El académico opinó que no es en el ámbito multilateral donde se encontrarán, en el corto plazo, las soluciones a las dificultades del sistema monetario y financiero actual.

Hay que retomar e incentivar los mecanismos financieros a nivel regional, formar instancias que manejen los problemas que no se tocan en el ámbito global, sentenció.

En ese sentido, manifestó, se concretan avances en América Latina con la constitución de la Alianza Bolivariana para los Pueblos de Nuestra América (ALBA), un espacio que genera condiciones de cooperación y de vínculos constantes y crecientes para enfrentar el desorden impuesto por la debilidad del dólar y las políticas aplicadas por el FMI.

Además, consideró que la región realiza acciones nacionales y multilaterales a nivel regional, a fin de disminuir los efectos dañinos a sus economías por ese desarreglo.

Por su parte, el director del Banco Central de Venezuela, José Félix Rivas, expresó que ante la quiebra del dólar, surgen alternativas como el Sistema Único de Compensación Regional de Pagos (SUCRE), una moneda electrónica para las transacciones comerciales, parte del ALBA.

Analistas opinan que aunque desde 1944 el dólar es la divisa internacional por excelencia, regidora de los intercambios comerciales a escala mundial, en los últimos años el euro representó una fuerte competencia para el llamado billete verde.

Manifiestan que con la actual crisis global se agudizó su debilidad y evidenció la fragilidad del sistema monetario vigente, sobre todo por el errado proceder del FMI.

Muchas de las propuestas existentes cuestionan el status de esta divisa que transmite cada vez más incertidumbre y desconfianza.

El presidente francés, Nicolás Sarkozy, abogó por un contexto plurimonetario, mientras que países como Estados Unidos, Japón y Alemania, opinaron que el sistema vigente es el más eficaz en tanto no se demuestre lo contrario.
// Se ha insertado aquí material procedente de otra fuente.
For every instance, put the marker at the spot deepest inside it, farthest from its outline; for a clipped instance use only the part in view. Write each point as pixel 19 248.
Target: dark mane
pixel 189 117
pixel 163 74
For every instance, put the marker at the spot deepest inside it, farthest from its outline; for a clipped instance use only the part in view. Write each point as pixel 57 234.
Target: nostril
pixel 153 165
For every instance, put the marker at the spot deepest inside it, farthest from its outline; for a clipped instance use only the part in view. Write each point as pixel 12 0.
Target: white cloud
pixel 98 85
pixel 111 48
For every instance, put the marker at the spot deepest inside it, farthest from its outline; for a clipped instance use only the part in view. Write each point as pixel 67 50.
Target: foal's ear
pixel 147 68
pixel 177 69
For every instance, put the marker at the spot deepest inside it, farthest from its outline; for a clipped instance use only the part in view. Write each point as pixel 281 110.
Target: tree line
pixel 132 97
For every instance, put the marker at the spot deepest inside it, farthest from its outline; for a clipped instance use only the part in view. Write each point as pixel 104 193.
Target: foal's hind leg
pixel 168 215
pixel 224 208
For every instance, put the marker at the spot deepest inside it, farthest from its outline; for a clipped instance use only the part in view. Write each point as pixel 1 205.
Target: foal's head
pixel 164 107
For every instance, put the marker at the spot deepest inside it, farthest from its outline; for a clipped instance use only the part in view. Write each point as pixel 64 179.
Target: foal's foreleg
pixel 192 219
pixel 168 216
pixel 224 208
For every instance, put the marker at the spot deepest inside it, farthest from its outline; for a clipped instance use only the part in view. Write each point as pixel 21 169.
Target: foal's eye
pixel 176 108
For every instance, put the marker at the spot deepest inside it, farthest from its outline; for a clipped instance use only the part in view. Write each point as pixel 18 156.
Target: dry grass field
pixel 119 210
China, por ejemplo, propuso crear una divisa de reserva multinacional, con lo cual se suma a la petición de Rusia, quien reconoce la merma del dólar.

El gobernador del Banco Popular del gigante asiático, Zhou Xiaochuan, defendió la creación de una divisa de reserva multinacional que no esté relacionada con naciones individuales y pueda permanecer estable a largo plazo.

Por su parte, la Organización de Naciones Unidas (ONU) también propone reformar el sistema monetario internacional, un nuevo Bretton Woods para sustituir a la hegemonía del dólar.

Un informe de la Conferencia de Naciones Unidas sobre Comercio y Desarrollo (UNCTAD), reconoció que el sistema no funciona correctamente y lo acusó de ser el gran responsable de la actual crisis financiera.

La sustitución del dólar por una moneda artificial resolverá algunos de los problemas relacionados con el gran déficit por cuenta corriente y brindará mayor estabilidad, explicó.

La entidad agregó que es preciso un nuevo sistema de tipo de cambios, con una mayor regulación del mercado financiero para prevenir futuras coyunturas como la actual.

Para ello sugirió establecer los tipos de cambio con base en un patrón estable, gestionado y determinado de forma multilateral. La UNCTAD estimó imprescindible un nuevo sistema monetario con principios y normas consensuados con el objetivo de lograr la estabilidad de la economía mundial y la equidad del comercio internacional.

* Brugal es periodista, jurista, fue diplomático y miembro de la Comisión Económica de la Asamblea General de la ONU y colabora con Prensa Latina; Fernández es periodista de la Redacción Económica de Prensa Latina.